Blaise was probably the only person who could have known what had happened to Theo - he was always the one there when Theo woke from his nightmares like a car running into a brick wall, sudden and in shock and with a scream stuck in his throat; he was there when Theo woke up crouched in a corner or about to topple downstairs because he'd been walking in his sleep. Blaise was the only person who was likely to have heard the things he muttered in his sleep if they hadn't been disguised by wards and Blaise was the only person Theo had even come close to telling.

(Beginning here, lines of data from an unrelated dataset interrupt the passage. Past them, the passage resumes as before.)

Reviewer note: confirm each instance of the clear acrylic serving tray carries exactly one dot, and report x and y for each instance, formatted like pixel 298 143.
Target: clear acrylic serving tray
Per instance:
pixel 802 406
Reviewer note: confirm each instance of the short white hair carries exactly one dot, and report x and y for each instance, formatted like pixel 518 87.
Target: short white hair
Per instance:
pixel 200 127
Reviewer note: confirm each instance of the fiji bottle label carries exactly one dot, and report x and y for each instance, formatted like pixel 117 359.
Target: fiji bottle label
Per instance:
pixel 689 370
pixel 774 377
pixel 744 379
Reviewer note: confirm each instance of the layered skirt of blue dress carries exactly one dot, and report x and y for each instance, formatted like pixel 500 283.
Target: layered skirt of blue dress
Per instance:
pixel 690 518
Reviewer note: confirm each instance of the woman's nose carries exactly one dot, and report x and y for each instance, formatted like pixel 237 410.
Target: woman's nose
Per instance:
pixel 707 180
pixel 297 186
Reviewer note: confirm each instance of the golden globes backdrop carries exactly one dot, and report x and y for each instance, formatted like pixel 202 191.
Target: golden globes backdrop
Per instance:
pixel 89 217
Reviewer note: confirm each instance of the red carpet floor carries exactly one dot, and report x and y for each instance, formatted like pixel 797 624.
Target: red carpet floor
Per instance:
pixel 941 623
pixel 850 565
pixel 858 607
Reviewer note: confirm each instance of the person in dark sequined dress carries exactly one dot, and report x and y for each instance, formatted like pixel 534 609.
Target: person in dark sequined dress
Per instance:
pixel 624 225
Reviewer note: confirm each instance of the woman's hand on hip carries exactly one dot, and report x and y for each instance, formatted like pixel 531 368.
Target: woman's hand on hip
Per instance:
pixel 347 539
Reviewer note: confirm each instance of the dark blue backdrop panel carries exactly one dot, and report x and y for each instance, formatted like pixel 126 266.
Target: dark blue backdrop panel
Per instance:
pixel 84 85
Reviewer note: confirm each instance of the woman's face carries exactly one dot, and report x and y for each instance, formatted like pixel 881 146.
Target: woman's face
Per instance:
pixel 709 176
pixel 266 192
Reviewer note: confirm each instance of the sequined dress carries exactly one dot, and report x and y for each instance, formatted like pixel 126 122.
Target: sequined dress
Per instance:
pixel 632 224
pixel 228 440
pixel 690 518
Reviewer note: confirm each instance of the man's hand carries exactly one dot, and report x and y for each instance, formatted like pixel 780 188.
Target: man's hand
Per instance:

That Blaise didn't know the specifics spoke volumes on how thoroughly Theo had tried to pretend that nothing was happening, but it didn't matter. Even if his friend didn't know everything he knew enough and more than that, he knew how to guide Theo back out of his head. He heard Blaise speak like it was coming through a tunnel, like whispers from behind a wall, barely heard although part of him was listening, enough to move to biting at his bottom lip hard in guilt and gratitude both. Family wasn't something he'd wanted to be a part of until he'd found that he could cobble together one of his own from people who weren't his blood - the fact that they weren't but still managed to be like one actually made more sense to him.
He didn't really come back as much as pay more attention to where he was now instead of then, and it was as though Blaise was a flicker of light moving like an apparition to sit before him. Although his attention had been hooked on the object on his hand it was now as though he'd forgotten what it was he was holding. He turned his hand knuckles down and opened his fist towards Blaise, the cylinder of bone lying in the red indentations it had made in his palm. "Fragments." he advised, vague and still distant. "Punishment and history."